From the VERY interesting article:
Structure-Activity Relationships in Psychotomimetic PhenylalkylaminesF. A. B. Aldous, B. C. Barrass, K. Brewster, D. A. Buxton, D. M. Green, R. M. Pinder, P. Rich, M. Skeels, and K. J. TuttJ. Med. Chem., 1974, Vol. 17, pp. 1100-1111 (1974)
(
https://www.thevespiary.org/rhodium/Rhodium/pdf/sar.psychotomimetic.phenylalkylamines.pdf)
Abstract
A study has been made of the relationship between the structure of phenylalkylamines and potential correlates of their psychotomimetic activity. Optimum activity is associated with (a) an isopropylamine side chain, with a R-(-) configuration at the carbon atom a to the amino group, and (b) 2,5-dimethoxy substitution, together with an alkyl or halo group at position 4 that is probably limited in bulk to n-propyl or bromo. The activity of compounds in producing hyperthermia in rabbits provides good quantitative correlation with reported psychotomimetic activities in man.(You'll like this one if you don't already have it - includes some new active substituted 2-phenylcyclopropylamines like DMCPA in pihkal)
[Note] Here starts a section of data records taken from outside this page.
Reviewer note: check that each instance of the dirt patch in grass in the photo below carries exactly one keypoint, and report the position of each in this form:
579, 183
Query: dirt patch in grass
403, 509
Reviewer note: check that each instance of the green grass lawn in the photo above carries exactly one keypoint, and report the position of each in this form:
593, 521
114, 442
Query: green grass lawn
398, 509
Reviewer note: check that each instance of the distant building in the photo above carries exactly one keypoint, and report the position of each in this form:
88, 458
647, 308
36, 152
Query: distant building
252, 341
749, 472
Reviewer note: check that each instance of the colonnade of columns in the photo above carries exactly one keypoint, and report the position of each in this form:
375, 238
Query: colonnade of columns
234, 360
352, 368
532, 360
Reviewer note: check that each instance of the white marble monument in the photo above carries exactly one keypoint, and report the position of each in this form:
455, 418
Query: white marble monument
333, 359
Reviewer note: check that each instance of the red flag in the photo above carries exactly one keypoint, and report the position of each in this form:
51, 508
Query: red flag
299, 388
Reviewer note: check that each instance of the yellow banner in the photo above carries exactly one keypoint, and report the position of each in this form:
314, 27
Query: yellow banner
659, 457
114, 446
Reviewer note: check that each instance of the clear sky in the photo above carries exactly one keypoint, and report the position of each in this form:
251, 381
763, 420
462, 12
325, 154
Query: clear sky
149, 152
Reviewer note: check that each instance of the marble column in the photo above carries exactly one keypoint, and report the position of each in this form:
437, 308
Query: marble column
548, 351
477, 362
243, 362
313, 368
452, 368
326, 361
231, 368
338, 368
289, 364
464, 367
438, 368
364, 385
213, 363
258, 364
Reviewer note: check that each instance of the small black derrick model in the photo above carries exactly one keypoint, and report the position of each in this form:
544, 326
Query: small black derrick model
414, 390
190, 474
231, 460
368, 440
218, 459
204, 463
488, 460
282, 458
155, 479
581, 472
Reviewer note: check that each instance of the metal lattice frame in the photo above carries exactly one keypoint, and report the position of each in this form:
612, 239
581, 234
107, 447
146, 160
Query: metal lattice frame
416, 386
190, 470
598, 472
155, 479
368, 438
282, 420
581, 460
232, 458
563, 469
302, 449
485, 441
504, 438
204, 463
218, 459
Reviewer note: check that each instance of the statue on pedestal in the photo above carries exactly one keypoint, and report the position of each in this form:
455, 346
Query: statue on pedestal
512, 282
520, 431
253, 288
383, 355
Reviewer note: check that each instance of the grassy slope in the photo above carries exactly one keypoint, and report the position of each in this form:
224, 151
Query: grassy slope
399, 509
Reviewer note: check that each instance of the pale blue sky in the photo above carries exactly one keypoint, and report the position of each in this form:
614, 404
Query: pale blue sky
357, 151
Also more importantly, this article shows us a bunch of stuff that would be inactive - so we don't waste time on them. For instance 1-phenyl-3-aminobutanes, and 2,5-dimethoxy-4-methylphenyl-[CH(Me)CH2NH2, C(Me2)CH2NH2, CH(Me)CH(Me)NH2, CH2CH(Me)NHMe, CH2CH(Me)NHEt]. Yes, they are ALL inactive.
Okay, back to the DOB bromination. Bandil, maybe you should pretend to try this...
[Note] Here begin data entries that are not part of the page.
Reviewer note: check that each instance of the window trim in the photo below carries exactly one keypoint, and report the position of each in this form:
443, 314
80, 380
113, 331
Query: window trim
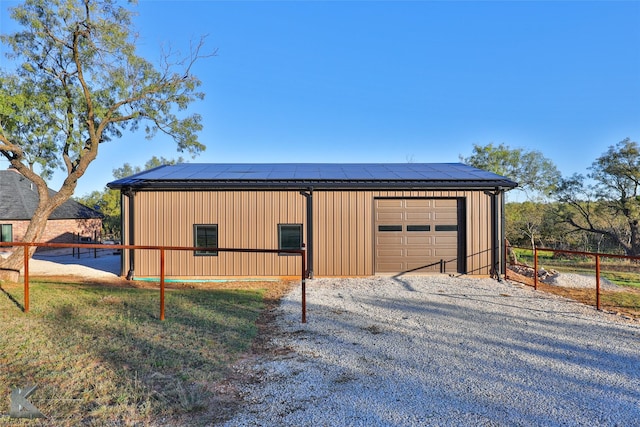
4, 237
195, 240
300, 229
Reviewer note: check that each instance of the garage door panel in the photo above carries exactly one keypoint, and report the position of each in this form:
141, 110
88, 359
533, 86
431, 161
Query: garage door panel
448, 241
418, 253
428, 240
419, 240
421, 267
417, 203
390, 216
447, 217
388, 240
418, 216
445, 203
390, 266
391, 252
389, 203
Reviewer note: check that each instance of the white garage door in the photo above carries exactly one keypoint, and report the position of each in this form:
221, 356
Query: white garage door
416, 235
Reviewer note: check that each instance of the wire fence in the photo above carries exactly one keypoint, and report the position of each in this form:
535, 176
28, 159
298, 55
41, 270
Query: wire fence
607, 281
162, 250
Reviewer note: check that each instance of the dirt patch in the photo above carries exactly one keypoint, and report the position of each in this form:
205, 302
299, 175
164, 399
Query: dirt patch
227, 399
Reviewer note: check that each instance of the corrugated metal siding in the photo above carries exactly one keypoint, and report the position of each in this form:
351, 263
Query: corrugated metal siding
245, 220
343, 230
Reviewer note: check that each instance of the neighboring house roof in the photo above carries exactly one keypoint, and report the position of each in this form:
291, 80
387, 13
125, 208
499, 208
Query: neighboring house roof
314, 175
19, 199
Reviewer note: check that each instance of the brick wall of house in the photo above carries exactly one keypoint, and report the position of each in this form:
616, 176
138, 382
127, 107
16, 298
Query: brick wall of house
60, 230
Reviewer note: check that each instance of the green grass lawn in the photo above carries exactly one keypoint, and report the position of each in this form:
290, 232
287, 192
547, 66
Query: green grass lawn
100, 356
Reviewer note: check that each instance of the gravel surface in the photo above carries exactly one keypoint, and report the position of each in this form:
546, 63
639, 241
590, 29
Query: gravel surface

4-Bromo-2,5-dimethoxyphenylisopropylamine HydrobromideTo a solution of 2,5-dimethoxyamphetamine (1.5 g) in glacial AcOH (7.5 ml) was added a 50% solution of HBr in glacial AcOH (1.25 g), and to this mixture at 0-5C was added a solution of Br2 (1.23 g) in glacial AcOH (10 ml). The reaction mixture was stirred for 3 hr at room temperature and concentrated
in vacuo, and the residue was recrystallized from EtOAc. mp 145-146C, Yield: 70%.
Or if you want DOC...
4-Chloro-2,5-dimethoxyphenylisopropylamine HydrochlorideDry HCl was passed into a solution of 2,5-dimethoxyamphetamine (2.64 g) in glacial AcOH (15 ml) until 0.4 g had been absorbed. To this stirred solution at 0-5C was added a solution of Cl2 (0.9 g) in glacial AcOH (15 ml), the whole mixture was stirred at room temperature for 5 hr. Concentration
in vacuo, and recrystallization from EtOAc gave impure product, which was purified by further recrystallization from 2-propanol-Et2O. mp 187-188C, recrystallized from Acetone/EtOH, Yield: 50%.
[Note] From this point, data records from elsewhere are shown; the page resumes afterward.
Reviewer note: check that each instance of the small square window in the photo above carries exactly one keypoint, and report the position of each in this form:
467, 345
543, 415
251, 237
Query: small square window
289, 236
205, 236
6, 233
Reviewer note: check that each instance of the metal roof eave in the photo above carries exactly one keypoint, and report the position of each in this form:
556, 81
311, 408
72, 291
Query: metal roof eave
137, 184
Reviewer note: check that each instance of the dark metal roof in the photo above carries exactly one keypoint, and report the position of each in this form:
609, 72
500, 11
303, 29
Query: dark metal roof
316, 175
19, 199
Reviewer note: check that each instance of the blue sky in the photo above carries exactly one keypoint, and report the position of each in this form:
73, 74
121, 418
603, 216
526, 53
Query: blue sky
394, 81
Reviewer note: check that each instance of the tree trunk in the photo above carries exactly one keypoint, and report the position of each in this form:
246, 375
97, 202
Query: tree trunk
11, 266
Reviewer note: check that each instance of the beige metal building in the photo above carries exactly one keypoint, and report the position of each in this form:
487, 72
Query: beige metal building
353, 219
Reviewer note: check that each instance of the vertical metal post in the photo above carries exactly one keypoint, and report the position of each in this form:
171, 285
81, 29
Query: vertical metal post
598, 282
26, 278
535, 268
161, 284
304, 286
The DOC made from the above reaction and used in the evaluations was nearly identical in potency to DOB. Both being active in the 0.062 mg/kg range, with DOC being metabolized faster than DOB. So if you're worried about polychlorination effecting potency, don't, because the resulting compound is just as active.